Mr Madanjeet Singh was with UNESCO in Paris as Director in the Cultural Sector from 1982 to 1985. The UNESCO-Madanjeet Singh Prize for the Promotion of Tolerance and Non-Violence, which was created by the U.N. organisation’s executive board at its meetings in Paris and Fez in 1995, marking the 125th birth anniversary of Mahatma Gandhi, is supported a donation by him and officially honours “his lifelong commitment to the cause of peace and tolerance.”

His books and monographs include Indian Sculpture in Bronze and Stone (1951), Etruscan Cave Painting (1953), India, Painting from Ajanta Caves (1954), Indian Miniatures (1963), Ajanta, Paintings of the Sacred and the Secular (1964), Himalayan Art (1968), The White Horse (1976), Madanjeet, The Early Sixties (1986), This My People (1989), The Sun in Myth and Art (1993), Renewable Energy of the Sun (1996), The Timeless Energy of the Sun (1998), The Sasia Story (2005), The Oral and Intangible Heritage of South Asia (2007), and Culture of the Sepulchre: Idi Amin’s Monster Regime (2012).
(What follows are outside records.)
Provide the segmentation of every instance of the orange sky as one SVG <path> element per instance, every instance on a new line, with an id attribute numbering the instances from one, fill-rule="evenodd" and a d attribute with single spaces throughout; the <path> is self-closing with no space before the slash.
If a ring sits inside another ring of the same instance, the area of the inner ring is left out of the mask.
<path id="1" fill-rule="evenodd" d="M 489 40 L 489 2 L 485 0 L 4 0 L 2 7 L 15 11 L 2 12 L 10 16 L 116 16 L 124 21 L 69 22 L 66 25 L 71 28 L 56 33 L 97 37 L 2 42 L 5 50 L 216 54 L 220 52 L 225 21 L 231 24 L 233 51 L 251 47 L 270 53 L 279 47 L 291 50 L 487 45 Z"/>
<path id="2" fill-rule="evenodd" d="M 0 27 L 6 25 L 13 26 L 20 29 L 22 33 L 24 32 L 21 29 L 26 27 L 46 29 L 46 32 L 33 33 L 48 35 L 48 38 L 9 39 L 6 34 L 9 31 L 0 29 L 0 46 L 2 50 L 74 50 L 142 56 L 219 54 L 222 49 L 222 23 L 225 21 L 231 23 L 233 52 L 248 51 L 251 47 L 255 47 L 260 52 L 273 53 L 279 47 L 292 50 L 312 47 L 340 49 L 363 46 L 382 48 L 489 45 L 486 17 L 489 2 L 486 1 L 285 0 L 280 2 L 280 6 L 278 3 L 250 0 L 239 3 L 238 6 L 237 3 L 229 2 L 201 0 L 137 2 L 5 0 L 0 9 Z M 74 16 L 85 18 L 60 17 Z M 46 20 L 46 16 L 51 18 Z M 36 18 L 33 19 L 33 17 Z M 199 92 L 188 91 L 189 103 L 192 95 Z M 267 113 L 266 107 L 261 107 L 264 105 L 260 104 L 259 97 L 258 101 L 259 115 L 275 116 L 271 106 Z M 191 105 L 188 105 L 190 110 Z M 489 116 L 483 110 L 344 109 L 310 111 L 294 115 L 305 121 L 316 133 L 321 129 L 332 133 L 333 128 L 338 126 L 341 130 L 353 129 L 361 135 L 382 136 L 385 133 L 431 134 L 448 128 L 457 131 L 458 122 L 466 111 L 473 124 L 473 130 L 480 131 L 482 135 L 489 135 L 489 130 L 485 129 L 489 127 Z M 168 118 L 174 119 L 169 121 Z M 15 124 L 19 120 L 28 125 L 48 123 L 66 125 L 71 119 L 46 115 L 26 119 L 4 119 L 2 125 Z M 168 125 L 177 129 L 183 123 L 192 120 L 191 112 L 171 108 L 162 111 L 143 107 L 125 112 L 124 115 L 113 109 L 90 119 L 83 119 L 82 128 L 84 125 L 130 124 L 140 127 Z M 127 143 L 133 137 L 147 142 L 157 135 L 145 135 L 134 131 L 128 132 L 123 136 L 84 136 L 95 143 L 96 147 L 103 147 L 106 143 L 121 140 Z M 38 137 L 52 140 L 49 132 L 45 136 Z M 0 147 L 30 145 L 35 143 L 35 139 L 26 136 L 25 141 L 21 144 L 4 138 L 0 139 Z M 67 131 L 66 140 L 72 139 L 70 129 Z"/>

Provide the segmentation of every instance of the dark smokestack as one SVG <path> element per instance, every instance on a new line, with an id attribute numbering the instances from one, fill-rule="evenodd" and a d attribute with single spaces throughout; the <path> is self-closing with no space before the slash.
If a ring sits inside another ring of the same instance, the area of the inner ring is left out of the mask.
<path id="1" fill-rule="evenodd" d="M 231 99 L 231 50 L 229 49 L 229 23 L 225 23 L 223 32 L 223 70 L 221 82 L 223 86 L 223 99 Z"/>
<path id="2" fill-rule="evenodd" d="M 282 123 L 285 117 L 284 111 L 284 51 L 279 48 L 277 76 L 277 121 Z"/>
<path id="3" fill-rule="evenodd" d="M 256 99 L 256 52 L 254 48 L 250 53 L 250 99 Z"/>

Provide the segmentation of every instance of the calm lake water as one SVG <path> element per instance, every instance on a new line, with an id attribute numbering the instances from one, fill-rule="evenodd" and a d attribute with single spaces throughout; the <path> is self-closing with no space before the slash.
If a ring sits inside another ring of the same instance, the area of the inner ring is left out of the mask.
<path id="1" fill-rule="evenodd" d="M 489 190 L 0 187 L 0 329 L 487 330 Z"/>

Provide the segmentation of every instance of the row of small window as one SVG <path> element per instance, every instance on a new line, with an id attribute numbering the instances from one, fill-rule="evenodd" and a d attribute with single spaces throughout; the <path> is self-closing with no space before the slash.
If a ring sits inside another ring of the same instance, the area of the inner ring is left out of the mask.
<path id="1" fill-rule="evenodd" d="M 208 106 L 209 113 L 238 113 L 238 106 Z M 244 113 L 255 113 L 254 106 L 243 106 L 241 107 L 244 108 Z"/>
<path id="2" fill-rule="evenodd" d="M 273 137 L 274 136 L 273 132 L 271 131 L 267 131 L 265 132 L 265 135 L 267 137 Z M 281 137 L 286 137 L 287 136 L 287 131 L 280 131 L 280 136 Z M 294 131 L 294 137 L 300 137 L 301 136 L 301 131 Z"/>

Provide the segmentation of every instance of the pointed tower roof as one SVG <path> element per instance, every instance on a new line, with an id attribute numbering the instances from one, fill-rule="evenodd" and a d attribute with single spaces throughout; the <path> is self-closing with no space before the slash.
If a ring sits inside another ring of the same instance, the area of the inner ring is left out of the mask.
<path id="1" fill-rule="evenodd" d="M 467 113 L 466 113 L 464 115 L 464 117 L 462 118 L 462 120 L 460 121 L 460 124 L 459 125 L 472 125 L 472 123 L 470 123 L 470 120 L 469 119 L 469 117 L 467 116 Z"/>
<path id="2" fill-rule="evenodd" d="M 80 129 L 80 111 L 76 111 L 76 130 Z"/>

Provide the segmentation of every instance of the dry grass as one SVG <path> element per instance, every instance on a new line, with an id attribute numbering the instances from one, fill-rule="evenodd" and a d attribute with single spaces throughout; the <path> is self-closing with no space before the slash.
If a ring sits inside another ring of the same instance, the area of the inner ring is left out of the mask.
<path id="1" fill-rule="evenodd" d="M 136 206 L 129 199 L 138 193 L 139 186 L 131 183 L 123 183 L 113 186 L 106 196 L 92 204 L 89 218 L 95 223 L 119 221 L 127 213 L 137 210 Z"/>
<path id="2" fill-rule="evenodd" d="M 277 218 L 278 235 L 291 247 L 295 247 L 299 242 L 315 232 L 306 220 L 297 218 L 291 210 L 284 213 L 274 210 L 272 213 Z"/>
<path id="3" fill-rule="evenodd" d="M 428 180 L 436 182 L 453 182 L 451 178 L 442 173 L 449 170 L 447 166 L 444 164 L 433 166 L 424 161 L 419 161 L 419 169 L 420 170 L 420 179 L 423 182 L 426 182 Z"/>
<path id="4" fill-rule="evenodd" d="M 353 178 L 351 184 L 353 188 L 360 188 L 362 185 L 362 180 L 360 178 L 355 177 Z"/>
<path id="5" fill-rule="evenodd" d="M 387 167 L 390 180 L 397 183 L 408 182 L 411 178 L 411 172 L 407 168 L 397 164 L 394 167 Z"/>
He was well into the writing of another book when the end came.

Mr. Madanjeet Singh’s paintings, which first caught the attention of Prime Minister Jawaharlal Nehru, who had him sponsored for a scholarship abroad, were exhibited at the 1953 Biennale in Venice. Some of his works were purchased by the Museum of Modern Art, Stockholm. He produced an award-winning documentary in Rome on the Buddhist paintings in Ajanta caves.

As Ram Rahman recalled on Sunday, even in Indian photography history, he has an important place. His work done from the mid-1940s to the mid-1950s in India forms an important body of work.

Madanjeet Singh’s father, Dodger Singh, who was a Professor at Banaras Hindu University, held for a while a distinguished position offered to him by the Maharaja of Travancore, now part of Kerala. His mother was Sumitra Kaur.

PM’s condolences

In New Delhi, Prime Minister Manmohan Singh condoled the demise of Madanjeet Singh. He conveyed his condolences to the family and friends, a PMO release said. Madanjeet, a humanist and philanthropist, had conceived institutions to provide valuable service in the common goal of building a better and closer South Asia and was recognised as an ambassador of peace and goodwill, it said.